1) La règle générale

 L'ouverture est possible de 6 heures à minuit tous les jours de la semaine, y compris le dimanche.

 Ces règles générales sont aménagées pour les magasins de proximité, définis comme offrant des produits de consommation courante (produits alimentaires, articles de ménage, livres, presse, jouets...) sur une surface de vente d'au plus 250 m2 et ouverts au moins dix-huit heures par jour. Ces magasins peuvent rester ouverts chaque jour de 6 à 2 heures.

 Ces règles générales ne s'appliquent pas non plus aux supermarchés, qui sont par ailleurs définis dans un texte de 1992 comme présentant une superficie de vente supérieure à 1 000 m2 dans les communes de moins de 30 000 habitants et à 2 000 m2 dans les autres communes. Les dimanches et les jours fériés, ces grandes surfaces ne peuvent être ouvertes que de 8 à 13 heures, sauf en novembre et décembre, où elles peuvent adopter les horaires des autres commerces.

Les horaires applicables aux grandes surfaces valent également pour les magasins situés dans les centres commerciaux, dans la mesure où ces derniers incluent des supermarchés.

 Après avoir pris l'avis des associations de consommateurs, ainsi que des syndicats ouvriers et patronaux, les conseils municipaux peuvent élargir ou restreindre les horaires prévus par le décret-loi de 1996. En règle générale, les arrêtés municipaux disposent que les commerçants qui souhaitent que leurs établissements restent ouverts au-delà des limites prévues par le texte national doivent présenter une demande motivée au conseil municipal.

En revanche, les arrêtés municipaux ne peuvent pas modifier les horaires des grandes surfaces, dont l'application est donc uniforme sur le territoire national.

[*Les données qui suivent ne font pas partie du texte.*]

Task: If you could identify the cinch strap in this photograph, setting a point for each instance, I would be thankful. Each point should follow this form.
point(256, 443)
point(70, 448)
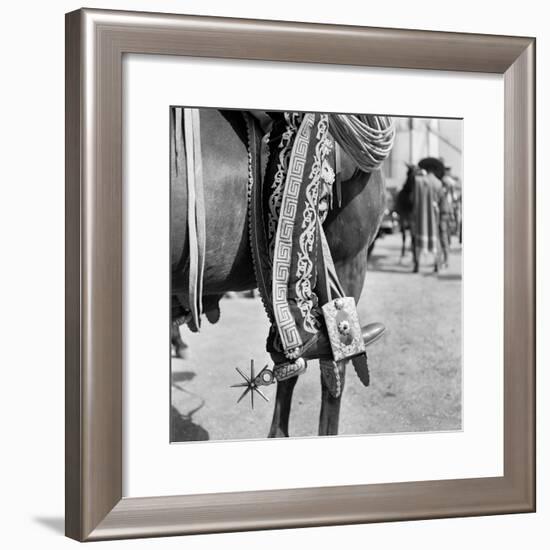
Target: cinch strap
point(195, 212)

 Le non-respect des dispositions relatives aux horaires d'ouverture est puni d'une amende dont le montant varie selon que l'infraction a été commise par une personne physique ou par une personne morale. Dans le premier cas, l'amende est comprise entre 249 et 3 740 €. Dans le second, elle est comprise entre 2 494 et 24 940 €.

2) Les principales exceptions sectorielles et géographiques

Elles concernent essentiellement les stations-service et les points de vente situés dans les gares et les aéroports, qui peuvent rester ouverts au-delà des limites prescrites par les règles générales.

SUÈDE



Depuis 1971, les horaires d'ouverture des commerces de détail sont libres. Les employeurs ont cependant l'obligation de respecter l'interdiction du travail de nuit (entre 0 et 5 heures). Par ailleurs, les magasins d'État qui disposent du monopole de la vente des boissons alcooliques (systembolaget) ne sont ouverts que du lundi au samedi.



(1) Les régions doivent identifier les communes touristiques et les villes d'art, ainsi que les périodes d'afflux touristique, qui justifient la dérogation à la règle de la fermeture dominicale

(2) Toutes les dérogations octroyées sur demande sont subordonnées au paiement d'un droit, variable selon les communes.

(3) Toutes les dérogations octroyées sur demande sont subordonnées au paiement d'un droit, variable selon les communes.